Often when one takes over a store it is a wreck; shelves are empty, backroom full, damages and defects out of control, shelf labeling haphazard, Plan-o-grams not complete. . . well you get the picture.
As the new manager you may be a little bewildered and overloaded. Everything that you see and touch in the store needs to be fixed, cleaned, filled straightened or just thrown out. What should you do first? You should first put your blinders on metaphorically speaking.
If you are like me you don't want to walk by something that is incorrect. In the situation where you are trying to get a derailed store back on track then you would be wise to stay very task focused. Fix one thing at a time, get it under control keep it there and move on to the next problem in the store while maintaining the first fix.

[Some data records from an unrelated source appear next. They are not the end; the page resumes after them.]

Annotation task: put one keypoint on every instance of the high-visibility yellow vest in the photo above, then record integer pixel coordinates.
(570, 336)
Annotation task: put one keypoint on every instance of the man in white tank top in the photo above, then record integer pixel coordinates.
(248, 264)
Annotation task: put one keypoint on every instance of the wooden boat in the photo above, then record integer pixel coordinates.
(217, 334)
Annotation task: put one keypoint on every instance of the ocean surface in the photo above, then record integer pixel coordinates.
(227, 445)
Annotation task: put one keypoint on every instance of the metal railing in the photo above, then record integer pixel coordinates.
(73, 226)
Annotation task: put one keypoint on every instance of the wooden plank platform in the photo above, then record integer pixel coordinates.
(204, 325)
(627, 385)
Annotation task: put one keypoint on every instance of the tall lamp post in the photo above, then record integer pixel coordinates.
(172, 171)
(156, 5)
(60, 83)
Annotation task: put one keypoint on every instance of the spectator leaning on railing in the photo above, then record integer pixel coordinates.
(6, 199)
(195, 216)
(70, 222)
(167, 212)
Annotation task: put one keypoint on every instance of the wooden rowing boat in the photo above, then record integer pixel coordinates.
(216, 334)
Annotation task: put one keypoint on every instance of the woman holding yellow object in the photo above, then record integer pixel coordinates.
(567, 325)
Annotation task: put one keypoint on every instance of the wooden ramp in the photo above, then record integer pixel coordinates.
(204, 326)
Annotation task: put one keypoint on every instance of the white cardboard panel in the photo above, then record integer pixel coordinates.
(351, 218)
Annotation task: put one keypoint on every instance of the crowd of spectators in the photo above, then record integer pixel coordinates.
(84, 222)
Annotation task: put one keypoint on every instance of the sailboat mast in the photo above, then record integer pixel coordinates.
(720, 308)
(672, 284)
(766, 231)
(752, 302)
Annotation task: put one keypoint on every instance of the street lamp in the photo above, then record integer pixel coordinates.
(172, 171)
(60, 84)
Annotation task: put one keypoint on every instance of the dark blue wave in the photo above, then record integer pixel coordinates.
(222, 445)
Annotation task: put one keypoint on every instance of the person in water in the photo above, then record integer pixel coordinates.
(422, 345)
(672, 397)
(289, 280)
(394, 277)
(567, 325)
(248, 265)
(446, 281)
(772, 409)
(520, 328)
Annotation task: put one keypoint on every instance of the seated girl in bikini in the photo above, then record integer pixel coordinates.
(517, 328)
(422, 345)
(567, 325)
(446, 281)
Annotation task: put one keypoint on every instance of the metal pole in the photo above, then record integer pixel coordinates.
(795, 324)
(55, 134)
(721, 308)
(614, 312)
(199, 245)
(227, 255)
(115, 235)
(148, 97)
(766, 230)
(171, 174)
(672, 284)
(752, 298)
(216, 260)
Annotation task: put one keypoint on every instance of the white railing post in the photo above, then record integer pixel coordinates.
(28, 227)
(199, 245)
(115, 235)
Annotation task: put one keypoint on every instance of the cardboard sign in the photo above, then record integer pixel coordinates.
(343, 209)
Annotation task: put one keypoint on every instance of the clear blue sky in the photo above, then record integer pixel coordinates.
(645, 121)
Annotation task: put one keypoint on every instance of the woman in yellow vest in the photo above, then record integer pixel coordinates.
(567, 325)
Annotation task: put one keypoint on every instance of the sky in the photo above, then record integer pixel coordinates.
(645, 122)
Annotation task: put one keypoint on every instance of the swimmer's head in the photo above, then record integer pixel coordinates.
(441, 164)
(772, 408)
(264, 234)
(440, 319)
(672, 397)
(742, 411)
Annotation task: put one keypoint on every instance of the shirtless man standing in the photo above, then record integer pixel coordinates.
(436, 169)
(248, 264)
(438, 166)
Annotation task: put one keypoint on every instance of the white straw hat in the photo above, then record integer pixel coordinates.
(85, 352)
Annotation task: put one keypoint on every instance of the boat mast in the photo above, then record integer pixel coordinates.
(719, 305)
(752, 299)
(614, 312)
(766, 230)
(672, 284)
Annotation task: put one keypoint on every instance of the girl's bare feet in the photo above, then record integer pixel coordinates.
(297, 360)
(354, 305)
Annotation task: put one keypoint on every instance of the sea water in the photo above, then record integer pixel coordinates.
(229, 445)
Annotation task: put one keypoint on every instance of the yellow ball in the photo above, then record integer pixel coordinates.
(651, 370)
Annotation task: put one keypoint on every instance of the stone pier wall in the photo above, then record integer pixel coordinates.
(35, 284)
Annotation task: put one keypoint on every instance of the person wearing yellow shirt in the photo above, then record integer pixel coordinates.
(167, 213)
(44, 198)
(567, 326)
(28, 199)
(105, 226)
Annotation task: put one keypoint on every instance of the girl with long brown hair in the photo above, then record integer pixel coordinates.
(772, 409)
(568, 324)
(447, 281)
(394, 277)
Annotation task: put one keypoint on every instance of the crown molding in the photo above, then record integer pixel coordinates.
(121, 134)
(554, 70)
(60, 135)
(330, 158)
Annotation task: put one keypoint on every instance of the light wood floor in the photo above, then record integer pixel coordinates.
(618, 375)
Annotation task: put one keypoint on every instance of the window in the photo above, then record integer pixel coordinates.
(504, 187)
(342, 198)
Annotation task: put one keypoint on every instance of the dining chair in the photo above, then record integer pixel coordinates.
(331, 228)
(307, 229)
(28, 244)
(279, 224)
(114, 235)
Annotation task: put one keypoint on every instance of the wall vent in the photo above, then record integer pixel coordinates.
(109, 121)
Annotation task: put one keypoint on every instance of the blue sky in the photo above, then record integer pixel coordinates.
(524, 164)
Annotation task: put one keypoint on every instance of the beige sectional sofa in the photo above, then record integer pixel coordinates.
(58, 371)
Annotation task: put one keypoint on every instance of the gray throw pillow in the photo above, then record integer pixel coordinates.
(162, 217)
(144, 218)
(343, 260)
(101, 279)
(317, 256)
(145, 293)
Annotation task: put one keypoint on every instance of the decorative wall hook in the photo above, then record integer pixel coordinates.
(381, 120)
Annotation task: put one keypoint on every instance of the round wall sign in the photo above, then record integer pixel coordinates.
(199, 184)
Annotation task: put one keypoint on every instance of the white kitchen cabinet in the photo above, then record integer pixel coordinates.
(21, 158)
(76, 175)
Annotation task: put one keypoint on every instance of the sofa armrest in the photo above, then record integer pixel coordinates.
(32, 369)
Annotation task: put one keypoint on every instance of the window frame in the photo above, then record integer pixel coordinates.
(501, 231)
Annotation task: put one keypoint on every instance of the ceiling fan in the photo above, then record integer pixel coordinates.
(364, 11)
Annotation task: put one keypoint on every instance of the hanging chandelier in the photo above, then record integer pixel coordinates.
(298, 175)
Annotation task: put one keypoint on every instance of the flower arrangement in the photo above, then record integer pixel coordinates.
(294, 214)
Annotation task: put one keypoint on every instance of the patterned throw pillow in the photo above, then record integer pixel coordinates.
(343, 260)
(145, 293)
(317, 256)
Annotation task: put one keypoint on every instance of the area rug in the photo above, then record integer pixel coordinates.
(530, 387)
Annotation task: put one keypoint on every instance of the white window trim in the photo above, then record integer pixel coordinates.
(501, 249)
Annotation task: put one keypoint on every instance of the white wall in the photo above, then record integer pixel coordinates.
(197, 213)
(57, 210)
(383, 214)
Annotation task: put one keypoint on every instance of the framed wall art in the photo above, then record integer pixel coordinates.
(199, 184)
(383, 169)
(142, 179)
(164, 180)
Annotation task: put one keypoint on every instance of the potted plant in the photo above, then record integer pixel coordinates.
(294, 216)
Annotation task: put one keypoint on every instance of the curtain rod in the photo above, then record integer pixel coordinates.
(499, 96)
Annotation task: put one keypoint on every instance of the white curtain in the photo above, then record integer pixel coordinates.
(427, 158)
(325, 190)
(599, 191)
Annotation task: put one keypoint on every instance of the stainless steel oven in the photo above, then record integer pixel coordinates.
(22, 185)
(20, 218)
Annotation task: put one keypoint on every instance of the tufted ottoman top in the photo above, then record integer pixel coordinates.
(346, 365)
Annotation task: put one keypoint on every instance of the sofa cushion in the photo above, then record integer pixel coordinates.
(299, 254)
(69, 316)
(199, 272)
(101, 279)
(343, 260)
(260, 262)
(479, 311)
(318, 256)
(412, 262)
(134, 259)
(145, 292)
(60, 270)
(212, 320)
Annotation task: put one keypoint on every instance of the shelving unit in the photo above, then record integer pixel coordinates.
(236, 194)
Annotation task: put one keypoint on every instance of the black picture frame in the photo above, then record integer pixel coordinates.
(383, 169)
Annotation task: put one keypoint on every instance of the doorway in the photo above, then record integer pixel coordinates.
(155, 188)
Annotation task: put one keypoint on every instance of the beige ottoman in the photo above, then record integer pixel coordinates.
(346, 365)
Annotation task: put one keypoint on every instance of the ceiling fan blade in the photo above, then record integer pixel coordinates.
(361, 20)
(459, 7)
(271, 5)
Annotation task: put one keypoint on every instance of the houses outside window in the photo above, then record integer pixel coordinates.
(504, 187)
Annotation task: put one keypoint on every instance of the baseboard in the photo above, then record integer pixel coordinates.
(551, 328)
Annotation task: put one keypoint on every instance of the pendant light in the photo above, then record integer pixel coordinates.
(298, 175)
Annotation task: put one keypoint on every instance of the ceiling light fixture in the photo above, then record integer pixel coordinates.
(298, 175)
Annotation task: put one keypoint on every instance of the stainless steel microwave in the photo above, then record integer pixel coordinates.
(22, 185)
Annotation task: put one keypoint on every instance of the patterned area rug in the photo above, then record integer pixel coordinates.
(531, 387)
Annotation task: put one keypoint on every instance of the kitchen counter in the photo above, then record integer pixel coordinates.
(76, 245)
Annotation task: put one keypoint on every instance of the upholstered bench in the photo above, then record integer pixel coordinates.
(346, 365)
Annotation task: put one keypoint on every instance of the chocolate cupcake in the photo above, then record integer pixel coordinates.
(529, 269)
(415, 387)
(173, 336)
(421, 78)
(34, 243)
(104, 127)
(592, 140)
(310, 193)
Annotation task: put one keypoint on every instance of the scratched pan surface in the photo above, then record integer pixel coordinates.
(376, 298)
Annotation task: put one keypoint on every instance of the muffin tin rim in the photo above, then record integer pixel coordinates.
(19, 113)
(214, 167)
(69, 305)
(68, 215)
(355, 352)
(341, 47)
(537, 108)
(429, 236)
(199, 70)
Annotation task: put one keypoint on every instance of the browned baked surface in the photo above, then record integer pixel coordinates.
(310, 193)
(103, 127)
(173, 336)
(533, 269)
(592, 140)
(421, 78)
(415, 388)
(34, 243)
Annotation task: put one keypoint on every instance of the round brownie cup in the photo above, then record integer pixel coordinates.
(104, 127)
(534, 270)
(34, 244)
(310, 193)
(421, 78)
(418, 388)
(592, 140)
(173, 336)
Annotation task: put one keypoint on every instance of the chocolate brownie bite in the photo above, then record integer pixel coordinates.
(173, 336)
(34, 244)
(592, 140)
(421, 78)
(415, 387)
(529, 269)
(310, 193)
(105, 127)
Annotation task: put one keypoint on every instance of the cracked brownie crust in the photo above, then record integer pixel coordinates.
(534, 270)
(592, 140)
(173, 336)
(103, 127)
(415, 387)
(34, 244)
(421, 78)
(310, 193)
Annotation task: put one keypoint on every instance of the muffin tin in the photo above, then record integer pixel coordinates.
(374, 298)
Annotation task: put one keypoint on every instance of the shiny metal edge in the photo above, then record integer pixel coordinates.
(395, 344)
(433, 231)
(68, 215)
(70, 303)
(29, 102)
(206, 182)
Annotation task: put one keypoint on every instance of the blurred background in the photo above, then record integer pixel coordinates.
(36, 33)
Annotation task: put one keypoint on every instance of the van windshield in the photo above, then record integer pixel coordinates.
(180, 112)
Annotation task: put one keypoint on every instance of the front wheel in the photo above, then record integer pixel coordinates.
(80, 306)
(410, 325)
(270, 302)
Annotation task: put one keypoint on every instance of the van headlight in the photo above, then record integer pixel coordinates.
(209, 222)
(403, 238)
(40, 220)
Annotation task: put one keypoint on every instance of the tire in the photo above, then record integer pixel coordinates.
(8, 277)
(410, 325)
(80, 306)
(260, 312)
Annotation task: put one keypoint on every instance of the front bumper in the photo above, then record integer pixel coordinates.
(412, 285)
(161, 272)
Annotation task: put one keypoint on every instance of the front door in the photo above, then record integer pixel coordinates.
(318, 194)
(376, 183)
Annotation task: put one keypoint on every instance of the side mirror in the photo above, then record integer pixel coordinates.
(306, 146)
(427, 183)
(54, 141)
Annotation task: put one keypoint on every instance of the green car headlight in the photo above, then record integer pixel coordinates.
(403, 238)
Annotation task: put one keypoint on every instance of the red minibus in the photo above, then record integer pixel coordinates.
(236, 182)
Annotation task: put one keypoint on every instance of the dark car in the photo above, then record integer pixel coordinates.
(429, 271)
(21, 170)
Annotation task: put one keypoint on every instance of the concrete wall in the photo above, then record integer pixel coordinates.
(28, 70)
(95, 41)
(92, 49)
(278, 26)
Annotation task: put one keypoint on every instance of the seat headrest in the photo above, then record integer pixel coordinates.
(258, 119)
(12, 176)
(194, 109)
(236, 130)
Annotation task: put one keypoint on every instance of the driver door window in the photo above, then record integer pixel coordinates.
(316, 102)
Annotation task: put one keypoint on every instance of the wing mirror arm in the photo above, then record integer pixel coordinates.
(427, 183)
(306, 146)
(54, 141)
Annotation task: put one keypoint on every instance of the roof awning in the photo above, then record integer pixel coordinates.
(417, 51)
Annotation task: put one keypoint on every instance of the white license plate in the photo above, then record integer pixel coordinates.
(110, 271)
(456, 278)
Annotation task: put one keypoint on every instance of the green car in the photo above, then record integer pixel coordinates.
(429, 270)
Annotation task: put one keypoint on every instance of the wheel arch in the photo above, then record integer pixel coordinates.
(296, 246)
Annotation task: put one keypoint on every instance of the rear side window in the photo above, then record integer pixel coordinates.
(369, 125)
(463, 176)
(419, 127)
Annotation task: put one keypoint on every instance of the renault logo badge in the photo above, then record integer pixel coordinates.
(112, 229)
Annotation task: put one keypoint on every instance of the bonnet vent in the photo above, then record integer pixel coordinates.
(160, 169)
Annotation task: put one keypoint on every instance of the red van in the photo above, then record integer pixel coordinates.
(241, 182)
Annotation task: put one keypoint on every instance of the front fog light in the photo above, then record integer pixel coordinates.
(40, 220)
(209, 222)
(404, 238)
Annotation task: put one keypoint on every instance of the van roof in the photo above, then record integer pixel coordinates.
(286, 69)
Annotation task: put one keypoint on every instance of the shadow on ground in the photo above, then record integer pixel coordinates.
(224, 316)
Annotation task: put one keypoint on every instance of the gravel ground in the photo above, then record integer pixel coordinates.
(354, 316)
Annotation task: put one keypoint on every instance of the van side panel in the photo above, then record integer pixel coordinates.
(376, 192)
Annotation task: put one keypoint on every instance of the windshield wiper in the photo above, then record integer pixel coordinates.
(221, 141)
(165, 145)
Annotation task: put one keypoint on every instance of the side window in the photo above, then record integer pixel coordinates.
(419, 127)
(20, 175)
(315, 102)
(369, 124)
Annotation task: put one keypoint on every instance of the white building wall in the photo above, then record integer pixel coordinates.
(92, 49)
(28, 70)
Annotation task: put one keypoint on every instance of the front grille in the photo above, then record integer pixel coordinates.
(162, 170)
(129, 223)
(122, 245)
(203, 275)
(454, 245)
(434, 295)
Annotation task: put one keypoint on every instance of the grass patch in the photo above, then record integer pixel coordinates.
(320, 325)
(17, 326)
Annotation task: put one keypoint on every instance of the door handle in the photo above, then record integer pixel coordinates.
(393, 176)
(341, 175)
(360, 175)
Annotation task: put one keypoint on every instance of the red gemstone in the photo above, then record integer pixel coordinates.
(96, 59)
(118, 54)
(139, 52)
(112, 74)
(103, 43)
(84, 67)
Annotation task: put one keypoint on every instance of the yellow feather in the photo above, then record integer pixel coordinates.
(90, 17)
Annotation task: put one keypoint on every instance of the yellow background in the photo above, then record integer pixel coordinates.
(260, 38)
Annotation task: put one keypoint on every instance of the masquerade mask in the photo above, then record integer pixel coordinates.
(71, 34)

In the list of problem above, I think that the first thing that I would approach is a full backroom. Generally if POGs (Plan o grams) are set a full backroom cannot be emptied. The store has missed ad sets and the extra merchandise will never go out now because there is a new ad set. You are going to have to ignore the plan initially, just so that you are able to move the merchandise to the floor. Fill aisles first and as you are able to get those POGs up to date, excess merchandise should be put in secondary locations, back end caps, stack outs, clip strips etc, until such a time as your inventory begins to get back under control.
That being said you need to have firm understanding of how the retail replenishment system works in your company. As you pound out the merchandise your sales will increase and the system may send you all of the stuff that you just put out and sold. Depending on the system your company has you may have to do A LOT of counts to make sure that your on hands are correct and to get your PIA (Perpetual Inventory Accuracy) back to where it should be.
Remember, you can't sell it from the backroom. Just emptying the backroom will drive sales and hopefully deliver you more payroll to fix the rest of the problems in your store.